\documentclass[letterpaper,11pt]{article}
\usepackage{algorithm}
\usepackage[noend]{algpseudocode}
\usepackage{amsmath}
\usepackage{enumitem}
\usepackage{hyperref}
\usepackage[most]{tcolorbox}
\usepackage[margin=1in]{geometry}
\renewcommand{\theenumi}{\alph{enumi}}
\renewcommand{\labelenumi}{\theenumi)}
\renewcommand{\theenumii}{\roman{enumii}}
\renewcommand{\labelenumii}{(\theenumii)}
\begin{document}
\title{{\bf Problem Set 3 Solutions} }
\author{Name: TODO}
\date{}
\maketitle
\section*{Collaborators}
TODO: List collaborators, if any.
\newpage
\section*{Problem 1 (You knew it all along!) Solution}
You are taking a multiple choice test that has 5 answer choices for each question. In answering a question on this test, the probability you know the correct answer is $0.7$. If you don't know the correct answer, you choose one (uniformly) at random. Expressed as a percentage with 2 decimal places, what is the probability that you knew the correct answer to a question, given that you answered it correctly?
Use Bayes Theorem, and give names to the relevant events, e.g. let $K$ be the event that you know the correct answer and let $C$ be the event that you answer the question correctly (whether you knew the answer or not).
\begin{tcolorbox}
TODO: Your solution here.
\end{tcolorbox}
\newpage
\section*{Problem 2 (The mysteries of independence) Solution}
Suppose that a uniformly random card is selected from a standard 52-card deck of cards. Let $E$ be the event that the card is a king, let $F$ be the event that the card is a heart, and let $G$ be the event that the card is black (that is, a spade or a club).
\begin{enumerate}
\item
\begin{enumerate}
\item Are $E$ and $F$ independent? Provide a short proof of your claim.
\begin{tcolorbox}
TODO: Your solution here.
\end{tcolorbox}
\item Are $G$ and $F$ independent? Provide a short proof of your claim.
\begin{tcolorbox}
TODO: Your solution here.
\end{tcolorbox}
\item Are $E$ and $G$ independent? Provide a short proof of your claim.
\begin{tcolorbox}
TODO: Your solution here.
\end{tcolorbox}
\end{enumerate}
\item Now assume that an additional green card (with no suit and no rank) is added to the deck and a uniformly random card is selected from this enlarged deck of 53 cards. Let $E'$ be the event that the card is a king, let $F'$ be the event that the card is a heart, and let $G'
$ be the event that the card is black (that is a spade or a club).
\begin{enumerate}
\item Are $E'$ and $F'$ independent? Provide a short proof of your claim.
\begin{tcolorbox}
TODO: Your solution here.
\end{tcolorbox}
\item Are $G'$ and $F'$ independent? Provide a short proof of your claim.
\begin{tcolorbox}
TODO: Your solution here.
\end{tcolorbox}
\item Are $E'$ and $G'$ independent? Provide a short proof of your claim.
\begin{tcolorbox}
TODO: Your solution here.
\end{tcolorbox}
\end{enumerate}
\end{enumerate}
A proof that two events $A$ and $B$ are independent typically consists of showing that $Pr(A \cap B) = Pr (A ) \cdot Pr (B)$, whereas a proof that they are not independent consists of showing that $Pr(A \cap B) \ne Pr (A ) \cdot Pr (B)$
\newpage
\section*{Problem 3 (Miscounting) Solution}
Consider the question: what is the probability of getting a \textbf{7-card} poker hand (order doesn't matter) that contains at least two 3-of-a-kind (3-of-a-kind means three cards of the same rank). For example, this would be a valid hand: ace of hearts, ace of diamonds, ace of spaces, 7 of clubs, 7 of spades, 7 of hearts and queen of clubs. (Note that a hand consisting of all 4 aces and three of the 7s is also valid.)

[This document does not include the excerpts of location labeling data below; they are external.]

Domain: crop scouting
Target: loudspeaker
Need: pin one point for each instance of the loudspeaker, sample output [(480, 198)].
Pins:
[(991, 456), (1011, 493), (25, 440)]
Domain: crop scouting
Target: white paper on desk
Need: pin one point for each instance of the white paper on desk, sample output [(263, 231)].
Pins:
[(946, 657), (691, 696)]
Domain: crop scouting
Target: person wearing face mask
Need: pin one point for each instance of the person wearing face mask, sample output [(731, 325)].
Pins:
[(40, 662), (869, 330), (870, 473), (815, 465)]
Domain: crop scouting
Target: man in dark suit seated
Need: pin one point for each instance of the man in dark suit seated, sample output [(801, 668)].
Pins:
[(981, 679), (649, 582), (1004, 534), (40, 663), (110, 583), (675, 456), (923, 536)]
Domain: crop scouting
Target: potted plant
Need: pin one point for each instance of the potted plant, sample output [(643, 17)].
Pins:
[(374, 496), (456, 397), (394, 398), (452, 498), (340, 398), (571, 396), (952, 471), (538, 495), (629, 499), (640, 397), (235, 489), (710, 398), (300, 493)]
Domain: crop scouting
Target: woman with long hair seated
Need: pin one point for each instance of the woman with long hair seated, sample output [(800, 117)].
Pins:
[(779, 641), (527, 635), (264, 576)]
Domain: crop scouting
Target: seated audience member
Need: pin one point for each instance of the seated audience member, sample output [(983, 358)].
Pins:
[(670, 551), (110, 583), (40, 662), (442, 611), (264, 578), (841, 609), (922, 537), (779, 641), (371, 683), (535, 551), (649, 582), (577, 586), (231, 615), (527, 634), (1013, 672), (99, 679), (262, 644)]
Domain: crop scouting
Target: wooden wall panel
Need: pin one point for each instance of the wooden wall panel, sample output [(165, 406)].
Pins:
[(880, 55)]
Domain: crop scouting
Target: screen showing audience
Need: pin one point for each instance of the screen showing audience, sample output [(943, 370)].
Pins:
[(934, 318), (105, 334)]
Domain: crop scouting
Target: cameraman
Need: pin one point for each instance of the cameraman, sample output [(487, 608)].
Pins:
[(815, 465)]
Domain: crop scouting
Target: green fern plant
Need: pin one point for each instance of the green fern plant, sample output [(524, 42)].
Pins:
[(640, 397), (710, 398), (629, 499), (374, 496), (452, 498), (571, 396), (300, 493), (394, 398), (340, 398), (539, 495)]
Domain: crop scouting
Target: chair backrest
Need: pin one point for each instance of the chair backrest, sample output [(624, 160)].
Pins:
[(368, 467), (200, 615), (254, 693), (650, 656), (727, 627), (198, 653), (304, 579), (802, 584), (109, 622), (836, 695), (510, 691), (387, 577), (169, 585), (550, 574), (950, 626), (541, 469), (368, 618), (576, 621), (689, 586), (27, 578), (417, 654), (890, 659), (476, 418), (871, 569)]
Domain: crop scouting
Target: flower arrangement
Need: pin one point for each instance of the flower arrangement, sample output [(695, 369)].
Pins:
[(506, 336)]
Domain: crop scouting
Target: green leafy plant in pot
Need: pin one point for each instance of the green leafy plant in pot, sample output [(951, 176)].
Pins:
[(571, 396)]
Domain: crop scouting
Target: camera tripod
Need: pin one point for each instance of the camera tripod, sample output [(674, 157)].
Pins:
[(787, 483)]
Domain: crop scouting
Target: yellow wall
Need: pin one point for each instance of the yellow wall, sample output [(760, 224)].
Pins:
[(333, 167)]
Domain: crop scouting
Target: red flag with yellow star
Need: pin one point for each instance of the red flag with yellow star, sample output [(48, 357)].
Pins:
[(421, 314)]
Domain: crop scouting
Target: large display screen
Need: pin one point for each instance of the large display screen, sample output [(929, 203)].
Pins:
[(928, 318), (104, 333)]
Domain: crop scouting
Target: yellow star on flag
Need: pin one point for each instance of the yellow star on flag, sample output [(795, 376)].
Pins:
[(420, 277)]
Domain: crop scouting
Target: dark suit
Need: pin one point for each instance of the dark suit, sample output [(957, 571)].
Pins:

Here is how we might compute this:
\begin{quote} Each of the $52 \choose 7 $ hands is equally likely.
Let $E$ be the event that the hand selected contains at least two 3-of-a-kinds.
Then $$\Pr(E) = \frac{|E|}{{52 \choose 7}}$$
To compute $|E|$, apply the product rule. First pick two ranks that have a 3-of-a-kind (e.g. ace and 7 in the example above). For the lower rank of these, pick the suits of the three cards. Then for the higher rank of these, pick the suits of the three cards. Then out of the remaining $52-6 = 46$ cards, pick one. Therefore $$|E|= {13 \choose 2} \cdot {4 \choose 3}\cdot {4 \choose 3} \cdot {46 \choose 1} \quad \quad \text{ and hence }
\quad\quad \Pr(E) = \frac{{13 \choose 2}\cdot 4^2 \cdot 46}{{52 \choose 7}}.$$
\end{quote}
Explain what is wrong with this solution. If there is over-counting in $|E|$, characterize all hands that are counted more than once, and how many times each such hand is counted. If there is under-counting in $|E|$, explain which hands are not counted.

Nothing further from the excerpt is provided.